If you have difficulty installing Pants, see our getting help for community resources to help you resolve your issue.

Upgrading Pants

The pants launcher binary will automatically install and use the Pants version specified in pants.toml, so upgrading Pants in a repo is as simple as editing pants_version in that file.

To upgrade the pants launcher binary itself, run

SCIE_BOOT=update pants

Running Pants from sources

See here for instructions on how to run Pants directly from its sources.

This is useful when making changes directly to Pants, to see how those changes impact your repo.

The old ./pants script

Before the creation of the pants launcher binary, the recommended way of installing Pants was to check a ./pants launcher script into each repo. This script required an external Python interpreter, and was prone to errors and issues related to discovery and use of this interpreter.

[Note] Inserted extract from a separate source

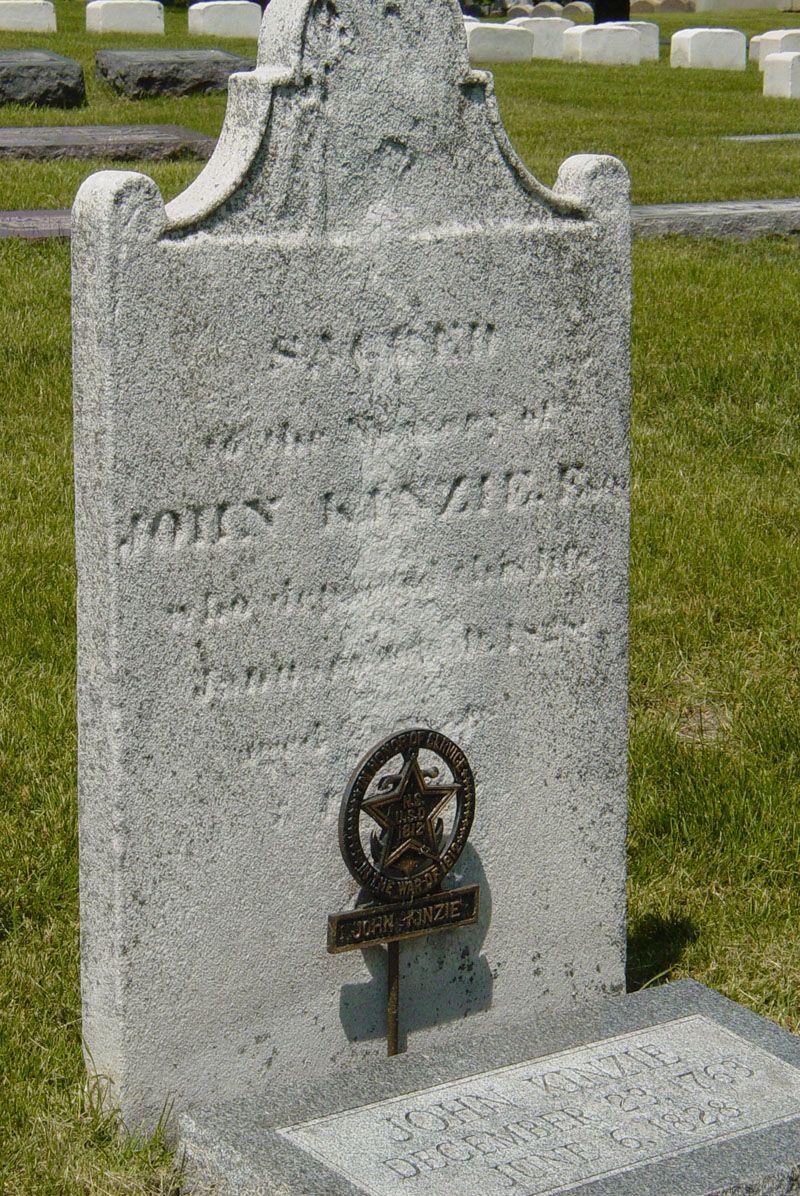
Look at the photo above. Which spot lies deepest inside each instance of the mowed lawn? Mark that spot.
(715, 624)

The pants launcher binary uses an embedded interpreter and does not rely on one being present on the system (although if your repo contains Python code then it naturally requires a Python interpreter).

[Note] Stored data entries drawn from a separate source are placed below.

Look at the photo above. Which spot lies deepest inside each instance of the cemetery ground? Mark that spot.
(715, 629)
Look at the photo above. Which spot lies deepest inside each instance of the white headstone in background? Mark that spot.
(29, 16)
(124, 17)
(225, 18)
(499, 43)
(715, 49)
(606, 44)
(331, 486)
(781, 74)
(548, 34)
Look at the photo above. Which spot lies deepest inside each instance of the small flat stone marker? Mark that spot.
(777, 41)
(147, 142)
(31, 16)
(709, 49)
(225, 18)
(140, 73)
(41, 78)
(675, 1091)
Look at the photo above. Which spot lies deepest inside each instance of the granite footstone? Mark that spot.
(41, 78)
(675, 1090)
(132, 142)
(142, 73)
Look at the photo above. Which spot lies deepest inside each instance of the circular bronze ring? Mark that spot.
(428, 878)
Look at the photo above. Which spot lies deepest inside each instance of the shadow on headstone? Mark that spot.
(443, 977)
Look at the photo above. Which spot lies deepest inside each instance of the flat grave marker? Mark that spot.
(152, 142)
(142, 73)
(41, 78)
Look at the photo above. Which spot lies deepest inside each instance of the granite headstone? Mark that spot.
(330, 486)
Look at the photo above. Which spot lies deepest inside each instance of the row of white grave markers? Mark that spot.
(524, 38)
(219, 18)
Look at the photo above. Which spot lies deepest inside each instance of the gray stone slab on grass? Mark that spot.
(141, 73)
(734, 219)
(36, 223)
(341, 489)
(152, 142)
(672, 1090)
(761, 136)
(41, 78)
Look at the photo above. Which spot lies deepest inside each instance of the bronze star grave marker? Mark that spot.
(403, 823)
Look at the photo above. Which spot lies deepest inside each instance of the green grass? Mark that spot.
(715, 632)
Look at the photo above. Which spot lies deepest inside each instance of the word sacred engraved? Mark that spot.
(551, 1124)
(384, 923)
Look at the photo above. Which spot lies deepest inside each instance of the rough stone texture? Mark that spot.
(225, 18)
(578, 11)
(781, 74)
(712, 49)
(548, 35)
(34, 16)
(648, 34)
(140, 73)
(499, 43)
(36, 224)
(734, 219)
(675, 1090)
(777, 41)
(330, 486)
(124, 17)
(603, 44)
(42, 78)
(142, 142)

We strongly recommend removing the ./pants script from your repo and using the pants binary instead. You can keep a simple ./pants script that delegates to pants to ease the transition. However, if you do need to continue to use the old installation method for some reason, it is described here. But please let us know so we can accommodate your use case in the launcher binary.

The pants binary's implementation

You don't need to know this to use pants, but it may be of interest:

The pants launcher binary is also known as scie-pants (pronounced "ski pants"), It's implemented using scie, a Self Contained Interpreted Executable launcher. scie is what allows pants to embed its own Python interpreter, instead of relying on a specific interpreter being available on your PATH.

In fact, instead of literally embedding an interpreter in the pants binary, which would inflate its size, the binary is "hollowed out": Instead of the interpreter itself it contains metadata on how to download a platform-specific standalone interpreter executable. The scie mechanism then downloads that interpreter file on first use, and caches it for future use. So if you update the pants launcher binary, you don't have to re-download the interpreter.

See the links above for more details. We hope to soon add support in Pants for building scies out of your code, which will allow you to package and ship fully standalone Python binaries!